= Jacques Adiahénot =

Gabonese politician

Jacques Adiahénot (born 11 May 1944) is a Gabonese politician. He was Secretary-General of the Gabonese Democratic Party (PDG) from 1991 to 1994 and subsequently served as a minister in the government of Gabon from 1994 to 2009.

==Political career==
Adiahénot was born in Libreville and worked as Director of Presidential Press from 1970 to 1976 before going to Paris as the First Counsellor for Information at the Gabonese Embassy to France from 1976 to 1978. Subsequently he was Director-General of Channel 1 at Gabonese Television Broadcasting (RTG) from 1978 to 1989.

From 1989 to 1990, Adiahénot held a minor post in the government as Secretary of State at the Ministry of Public Works and Construction. That marked the beginning of a "meteoric rise in politics" for Adiahénot, who enjoyed the favor of President Omar Bongo. Strikes by students and workers in early 1990 pressured Bongo into holding a National Conference, with opposition participation, in March–April 1990. As a result of the National Conference, Bongo stepped down from the leadership of the ruling PDG and the existence of other political parties was legalized. Bongo's control of the PDG, which had been the only legal political party since its creation in 1968, had been a key feature of his rule up to that point. The party leadership was then turned over to Adiahénot, who served as Executive Political Secretary of the PDG from 1990 to 1991; subsequently he was Secretary-General of the PDG from 1991 to 1994.

Adiahénot was appointed to the government as Minister of State for Communication, Posts and Telecommunications on 25 March 1994. He was elected to the National Assembly in the December 1996 parliamentary election as a PDG candidate in Libreville; after the election, his ministerial portfolio was altered (and his rank reduced to that of an ordinary minister) on 28 January 1997, when he was appointed as Minister of Communication, Culture, Arts, and Popular Education.

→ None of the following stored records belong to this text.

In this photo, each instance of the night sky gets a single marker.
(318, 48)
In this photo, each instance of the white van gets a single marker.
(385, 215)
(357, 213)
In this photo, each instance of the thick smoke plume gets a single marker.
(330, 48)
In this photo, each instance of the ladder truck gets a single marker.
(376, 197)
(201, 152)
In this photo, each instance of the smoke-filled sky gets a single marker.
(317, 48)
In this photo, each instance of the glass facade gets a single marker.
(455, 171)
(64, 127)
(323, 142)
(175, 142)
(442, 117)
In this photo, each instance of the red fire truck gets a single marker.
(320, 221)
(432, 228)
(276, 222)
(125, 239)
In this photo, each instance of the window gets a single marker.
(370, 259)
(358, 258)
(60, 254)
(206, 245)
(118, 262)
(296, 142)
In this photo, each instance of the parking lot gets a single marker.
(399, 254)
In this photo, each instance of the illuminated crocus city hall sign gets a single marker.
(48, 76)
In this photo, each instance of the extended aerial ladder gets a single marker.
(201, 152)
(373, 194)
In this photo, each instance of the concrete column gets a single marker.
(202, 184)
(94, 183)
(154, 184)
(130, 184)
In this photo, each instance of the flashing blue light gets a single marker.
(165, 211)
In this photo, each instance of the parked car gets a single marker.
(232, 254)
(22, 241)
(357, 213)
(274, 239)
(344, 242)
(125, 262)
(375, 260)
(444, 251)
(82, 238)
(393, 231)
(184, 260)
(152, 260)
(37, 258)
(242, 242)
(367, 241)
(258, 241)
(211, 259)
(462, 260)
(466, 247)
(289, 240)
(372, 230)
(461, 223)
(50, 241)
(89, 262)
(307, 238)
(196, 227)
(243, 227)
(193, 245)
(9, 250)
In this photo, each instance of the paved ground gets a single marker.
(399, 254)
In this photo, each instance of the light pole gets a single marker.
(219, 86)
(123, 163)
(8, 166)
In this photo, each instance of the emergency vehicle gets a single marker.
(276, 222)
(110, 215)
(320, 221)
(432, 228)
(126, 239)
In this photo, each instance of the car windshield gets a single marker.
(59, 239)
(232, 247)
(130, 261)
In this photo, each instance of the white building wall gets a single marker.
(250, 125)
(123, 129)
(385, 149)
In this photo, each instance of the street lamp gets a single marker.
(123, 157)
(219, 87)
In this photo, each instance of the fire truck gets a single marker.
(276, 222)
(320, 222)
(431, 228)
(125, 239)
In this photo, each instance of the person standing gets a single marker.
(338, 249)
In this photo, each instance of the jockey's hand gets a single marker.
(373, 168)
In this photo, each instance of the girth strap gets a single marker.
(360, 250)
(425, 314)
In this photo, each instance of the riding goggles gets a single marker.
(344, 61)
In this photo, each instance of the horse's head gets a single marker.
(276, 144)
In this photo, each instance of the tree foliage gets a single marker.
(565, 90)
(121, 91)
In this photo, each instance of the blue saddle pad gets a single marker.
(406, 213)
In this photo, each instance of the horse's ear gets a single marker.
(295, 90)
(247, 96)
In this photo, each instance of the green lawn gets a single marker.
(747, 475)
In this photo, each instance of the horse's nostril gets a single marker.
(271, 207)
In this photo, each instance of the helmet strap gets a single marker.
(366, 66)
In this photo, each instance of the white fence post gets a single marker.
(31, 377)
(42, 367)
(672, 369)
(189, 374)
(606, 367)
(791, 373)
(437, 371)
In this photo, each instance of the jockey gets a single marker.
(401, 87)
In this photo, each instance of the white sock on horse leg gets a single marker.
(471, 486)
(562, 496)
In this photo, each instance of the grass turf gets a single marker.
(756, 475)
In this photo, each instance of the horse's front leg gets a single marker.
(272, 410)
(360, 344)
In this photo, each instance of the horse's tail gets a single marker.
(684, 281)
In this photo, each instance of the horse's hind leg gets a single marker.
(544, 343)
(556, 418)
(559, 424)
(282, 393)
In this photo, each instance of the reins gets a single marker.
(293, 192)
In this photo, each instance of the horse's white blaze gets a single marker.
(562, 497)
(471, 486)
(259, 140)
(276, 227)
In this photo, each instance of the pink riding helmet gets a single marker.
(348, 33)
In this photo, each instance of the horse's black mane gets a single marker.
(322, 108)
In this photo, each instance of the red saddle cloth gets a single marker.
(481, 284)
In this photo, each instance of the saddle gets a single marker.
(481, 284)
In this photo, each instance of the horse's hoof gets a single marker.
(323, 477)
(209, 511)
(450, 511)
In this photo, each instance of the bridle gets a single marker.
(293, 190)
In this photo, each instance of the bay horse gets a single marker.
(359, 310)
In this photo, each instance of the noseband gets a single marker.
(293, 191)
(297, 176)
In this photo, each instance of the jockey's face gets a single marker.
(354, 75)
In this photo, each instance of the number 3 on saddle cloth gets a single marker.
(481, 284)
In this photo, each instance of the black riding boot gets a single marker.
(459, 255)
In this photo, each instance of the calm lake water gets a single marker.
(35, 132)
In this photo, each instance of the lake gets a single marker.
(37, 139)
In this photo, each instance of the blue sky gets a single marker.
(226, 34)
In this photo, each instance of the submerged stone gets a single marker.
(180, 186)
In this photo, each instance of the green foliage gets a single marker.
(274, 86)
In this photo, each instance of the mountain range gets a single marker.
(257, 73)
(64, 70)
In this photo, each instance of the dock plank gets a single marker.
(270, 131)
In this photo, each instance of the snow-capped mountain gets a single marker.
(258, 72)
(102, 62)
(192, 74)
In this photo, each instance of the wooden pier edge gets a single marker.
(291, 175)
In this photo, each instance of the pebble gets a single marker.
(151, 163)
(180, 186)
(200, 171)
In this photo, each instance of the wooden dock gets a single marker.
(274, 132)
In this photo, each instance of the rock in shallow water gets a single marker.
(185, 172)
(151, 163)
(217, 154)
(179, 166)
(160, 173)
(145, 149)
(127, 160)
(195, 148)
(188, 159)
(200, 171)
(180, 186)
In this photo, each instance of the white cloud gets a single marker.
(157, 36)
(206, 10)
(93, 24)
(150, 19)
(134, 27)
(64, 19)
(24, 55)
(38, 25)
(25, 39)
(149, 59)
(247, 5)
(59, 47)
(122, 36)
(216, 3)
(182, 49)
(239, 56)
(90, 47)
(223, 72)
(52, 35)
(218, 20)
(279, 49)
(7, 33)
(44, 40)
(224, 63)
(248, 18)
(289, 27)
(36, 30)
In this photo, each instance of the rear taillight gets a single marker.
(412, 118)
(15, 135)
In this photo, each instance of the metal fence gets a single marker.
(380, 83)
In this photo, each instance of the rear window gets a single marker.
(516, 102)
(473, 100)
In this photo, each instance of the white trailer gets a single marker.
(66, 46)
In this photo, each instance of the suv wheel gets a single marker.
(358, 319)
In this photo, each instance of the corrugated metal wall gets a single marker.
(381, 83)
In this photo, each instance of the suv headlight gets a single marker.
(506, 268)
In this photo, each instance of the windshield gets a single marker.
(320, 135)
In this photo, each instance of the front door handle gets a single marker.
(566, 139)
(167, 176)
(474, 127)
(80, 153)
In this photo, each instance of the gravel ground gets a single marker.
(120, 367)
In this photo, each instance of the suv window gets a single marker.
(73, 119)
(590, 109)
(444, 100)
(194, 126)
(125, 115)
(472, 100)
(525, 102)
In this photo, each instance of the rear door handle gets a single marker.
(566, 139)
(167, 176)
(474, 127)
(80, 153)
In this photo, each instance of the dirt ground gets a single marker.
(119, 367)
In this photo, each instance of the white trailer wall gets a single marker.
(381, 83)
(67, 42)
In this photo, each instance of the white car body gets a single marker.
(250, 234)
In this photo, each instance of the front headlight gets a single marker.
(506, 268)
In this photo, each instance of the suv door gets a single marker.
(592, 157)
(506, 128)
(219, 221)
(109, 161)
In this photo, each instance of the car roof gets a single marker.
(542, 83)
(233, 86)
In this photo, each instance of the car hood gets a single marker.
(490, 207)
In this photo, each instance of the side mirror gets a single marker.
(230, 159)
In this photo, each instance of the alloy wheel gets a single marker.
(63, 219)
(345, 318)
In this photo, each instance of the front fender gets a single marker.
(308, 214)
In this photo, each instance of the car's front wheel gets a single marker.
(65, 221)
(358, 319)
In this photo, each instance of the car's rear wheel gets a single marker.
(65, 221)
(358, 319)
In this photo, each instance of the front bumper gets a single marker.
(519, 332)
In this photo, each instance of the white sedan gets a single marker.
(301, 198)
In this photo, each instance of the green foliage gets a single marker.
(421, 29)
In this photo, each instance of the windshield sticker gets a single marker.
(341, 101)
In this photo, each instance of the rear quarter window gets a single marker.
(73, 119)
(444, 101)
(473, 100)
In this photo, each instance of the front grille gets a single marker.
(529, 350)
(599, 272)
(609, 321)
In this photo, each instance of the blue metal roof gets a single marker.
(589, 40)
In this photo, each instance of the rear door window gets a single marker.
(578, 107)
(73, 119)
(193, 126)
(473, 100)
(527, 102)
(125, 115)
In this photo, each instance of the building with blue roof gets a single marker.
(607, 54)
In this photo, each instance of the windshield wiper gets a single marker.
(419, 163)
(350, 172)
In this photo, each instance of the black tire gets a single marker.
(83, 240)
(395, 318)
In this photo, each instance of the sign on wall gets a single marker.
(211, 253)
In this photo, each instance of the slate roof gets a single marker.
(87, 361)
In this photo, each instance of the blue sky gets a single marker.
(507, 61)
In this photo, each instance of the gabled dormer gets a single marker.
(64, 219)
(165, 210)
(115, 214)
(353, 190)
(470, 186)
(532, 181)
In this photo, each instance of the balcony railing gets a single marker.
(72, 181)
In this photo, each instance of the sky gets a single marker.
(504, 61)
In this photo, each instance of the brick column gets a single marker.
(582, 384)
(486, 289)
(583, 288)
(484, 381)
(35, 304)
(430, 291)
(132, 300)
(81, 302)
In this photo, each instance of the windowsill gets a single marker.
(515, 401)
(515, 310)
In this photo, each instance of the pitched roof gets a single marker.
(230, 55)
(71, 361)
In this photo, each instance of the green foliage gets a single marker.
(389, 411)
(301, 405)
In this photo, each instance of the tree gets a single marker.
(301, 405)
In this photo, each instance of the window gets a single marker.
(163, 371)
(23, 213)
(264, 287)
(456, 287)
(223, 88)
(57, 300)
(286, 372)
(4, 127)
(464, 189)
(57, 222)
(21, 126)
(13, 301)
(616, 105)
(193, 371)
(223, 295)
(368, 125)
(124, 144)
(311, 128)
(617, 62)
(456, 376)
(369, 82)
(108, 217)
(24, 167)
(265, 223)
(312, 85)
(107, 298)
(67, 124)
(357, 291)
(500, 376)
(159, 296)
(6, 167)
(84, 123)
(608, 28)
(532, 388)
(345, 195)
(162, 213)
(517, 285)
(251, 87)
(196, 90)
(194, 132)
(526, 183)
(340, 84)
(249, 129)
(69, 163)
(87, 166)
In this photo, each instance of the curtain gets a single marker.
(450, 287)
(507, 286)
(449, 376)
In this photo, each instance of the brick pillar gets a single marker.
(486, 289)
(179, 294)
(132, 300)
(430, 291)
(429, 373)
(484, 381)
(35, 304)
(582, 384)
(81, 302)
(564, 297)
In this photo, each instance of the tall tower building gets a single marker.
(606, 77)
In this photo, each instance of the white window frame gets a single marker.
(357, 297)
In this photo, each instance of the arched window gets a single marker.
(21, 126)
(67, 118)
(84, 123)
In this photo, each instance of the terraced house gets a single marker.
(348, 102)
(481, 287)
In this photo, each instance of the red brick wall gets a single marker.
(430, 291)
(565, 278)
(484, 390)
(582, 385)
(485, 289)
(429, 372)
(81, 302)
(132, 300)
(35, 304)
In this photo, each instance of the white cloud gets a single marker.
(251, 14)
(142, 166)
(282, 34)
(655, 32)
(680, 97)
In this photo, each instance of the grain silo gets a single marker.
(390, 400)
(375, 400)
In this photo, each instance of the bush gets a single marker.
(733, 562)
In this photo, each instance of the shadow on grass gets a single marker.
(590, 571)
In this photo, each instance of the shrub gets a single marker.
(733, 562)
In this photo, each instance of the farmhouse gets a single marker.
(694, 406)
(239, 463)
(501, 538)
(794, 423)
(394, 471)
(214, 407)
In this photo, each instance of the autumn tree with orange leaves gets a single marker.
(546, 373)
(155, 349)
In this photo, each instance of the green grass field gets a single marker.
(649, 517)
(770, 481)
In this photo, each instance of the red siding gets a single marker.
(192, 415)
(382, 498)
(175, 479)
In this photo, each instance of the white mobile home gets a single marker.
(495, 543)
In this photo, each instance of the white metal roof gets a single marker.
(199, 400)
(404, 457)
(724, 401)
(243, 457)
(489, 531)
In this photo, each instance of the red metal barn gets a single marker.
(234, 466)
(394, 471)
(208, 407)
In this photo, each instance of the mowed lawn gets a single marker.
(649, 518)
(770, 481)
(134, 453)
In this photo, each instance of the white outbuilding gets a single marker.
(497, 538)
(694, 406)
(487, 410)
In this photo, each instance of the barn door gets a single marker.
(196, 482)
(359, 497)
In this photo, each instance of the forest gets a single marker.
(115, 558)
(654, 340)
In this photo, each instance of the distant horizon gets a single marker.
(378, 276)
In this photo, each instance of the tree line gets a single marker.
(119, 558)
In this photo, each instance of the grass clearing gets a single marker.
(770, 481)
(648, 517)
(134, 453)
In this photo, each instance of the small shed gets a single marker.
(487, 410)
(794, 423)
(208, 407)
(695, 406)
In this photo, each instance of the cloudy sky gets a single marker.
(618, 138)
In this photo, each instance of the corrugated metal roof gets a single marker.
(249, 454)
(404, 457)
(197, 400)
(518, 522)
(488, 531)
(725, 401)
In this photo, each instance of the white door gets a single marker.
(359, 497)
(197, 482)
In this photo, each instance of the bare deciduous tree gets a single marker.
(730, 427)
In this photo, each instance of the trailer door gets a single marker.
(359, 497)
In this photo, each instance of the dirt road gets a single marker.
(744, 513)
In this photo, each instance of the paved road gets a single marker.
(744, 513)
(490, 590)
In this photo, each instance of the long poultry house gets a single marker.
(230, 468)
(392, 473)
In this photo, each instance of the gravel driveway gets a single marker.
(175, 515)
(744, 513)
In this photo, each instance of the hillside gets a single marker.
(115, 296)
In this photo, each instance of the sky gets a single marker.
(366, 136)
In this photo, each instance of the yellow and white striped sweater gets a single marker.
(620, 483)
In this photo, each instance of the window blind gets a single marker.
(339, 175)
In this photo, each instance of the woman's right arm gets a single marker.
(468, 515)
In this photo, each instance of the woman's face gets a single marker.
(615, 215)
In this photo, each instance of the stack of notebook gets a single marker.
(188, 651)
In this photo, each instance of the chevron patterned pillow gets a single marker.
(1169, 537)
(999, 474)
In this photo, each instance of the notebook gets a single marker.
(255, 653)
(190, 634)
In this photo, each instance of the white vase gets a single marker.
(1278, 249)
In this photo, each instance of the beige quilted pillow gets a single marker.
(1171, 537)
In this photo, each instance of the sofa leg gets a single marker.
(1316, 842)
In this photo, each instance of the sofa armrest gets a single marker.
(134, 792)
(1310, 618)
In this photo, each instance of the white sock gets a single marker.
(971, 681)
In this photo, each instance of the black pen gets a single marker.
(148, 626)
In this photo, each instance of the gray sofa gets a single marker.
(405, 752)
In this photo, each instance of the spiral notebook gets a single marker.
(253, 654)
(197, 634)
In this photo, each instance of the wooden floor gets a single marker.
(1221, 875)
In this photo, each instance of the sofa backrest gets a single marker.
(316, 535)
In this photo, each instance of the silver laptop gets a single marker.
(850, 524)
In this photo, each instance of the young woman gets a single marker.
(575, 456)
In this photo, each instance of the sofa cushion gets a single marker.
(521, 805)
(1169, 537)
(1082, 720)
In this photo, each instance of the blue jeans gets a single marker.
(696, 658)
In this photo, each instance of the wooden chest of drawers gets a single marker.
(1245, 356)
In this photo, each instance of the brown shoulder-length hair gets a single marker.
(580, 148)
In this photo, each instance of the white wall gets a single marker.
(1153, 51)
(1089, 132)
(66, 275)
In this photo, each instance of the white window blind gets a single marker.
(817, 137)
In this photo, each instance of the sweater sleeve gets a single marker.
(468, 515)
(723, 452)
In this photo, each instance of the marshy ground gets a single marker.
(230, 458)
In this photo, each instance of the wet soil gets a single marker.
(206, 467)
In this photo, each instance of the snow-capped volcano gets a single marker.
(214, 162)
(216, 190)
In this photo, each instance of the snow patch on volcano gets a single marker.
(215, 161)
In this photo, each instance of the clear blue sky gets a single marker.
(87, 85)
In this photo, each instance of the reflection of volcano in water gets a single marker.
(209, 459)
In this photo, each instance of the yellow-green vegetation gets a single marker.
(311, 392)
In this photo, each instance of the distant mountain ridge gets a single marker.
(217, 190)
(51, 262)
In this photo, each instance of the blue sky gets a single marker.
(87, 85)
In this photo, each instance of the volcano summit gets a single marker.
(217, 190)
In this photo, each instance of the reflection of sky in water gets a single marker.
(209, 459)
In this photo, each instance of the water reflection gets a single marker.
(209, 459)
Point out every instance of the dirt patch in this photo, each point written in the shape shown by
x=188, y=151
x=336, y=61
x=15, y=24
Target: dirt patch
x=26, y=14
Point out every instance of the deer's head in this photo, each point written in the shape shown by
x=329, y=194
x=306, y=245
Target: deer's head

On 25 January 1999, Adiahénot was appointed as Minister of State for Tourism, the Environment, and the Protection of Nature, but his portfolio and ministerial rank were quickly changed on 10 February 1999, when he was appointed as Minister of Housing, the Land-Survey Register, and Urban Affairs. In the December 2001 parliamentary election, he was again elected to the National Assembly as a PDG candidate in Libreville; after the election, he retained his post in the government. His ministerial portfolio was modified on 21 January 2006, when he was appointed as Minister of State for Housing, Urban Planning, and Topographical Work. In the December 2006 parliamentary election, he won the second seat from the Fourth Arrondissement of Libreville; subsequently his portfolio was modified on 25 January 2007, when he was appointed as Minister of State for Housing, Lodgings, and Urban Planning. He was then moved to the post of Minister of the Merchant Marine and Port Equipment (without the rank of Minister of State) on 29 December 2007.

===Events since 2009===
President Bongo, who had "an almost paternal relationship" with Adiahénot, died in June 2009. Bongo's son, Ali Bongo, was then designated as the PDG candidate for the 30 August 2009 presidential election. Some leading PDG figures objected to Bongo's nomination and left the party; while Adiahénot did not quit the PDG, he also made no efforts to assist Bongo's presidential campaign. After Bongo won the election, Adiahénot was dismissed from the government on 17 October 2009. Having seen his influence within the PDG markedly reduced by Omar Bongo's death and Ali Bongo's election, Adiahénot then took up his seat in the National Assembly, representing the Fourth Arrondissement of Libreville.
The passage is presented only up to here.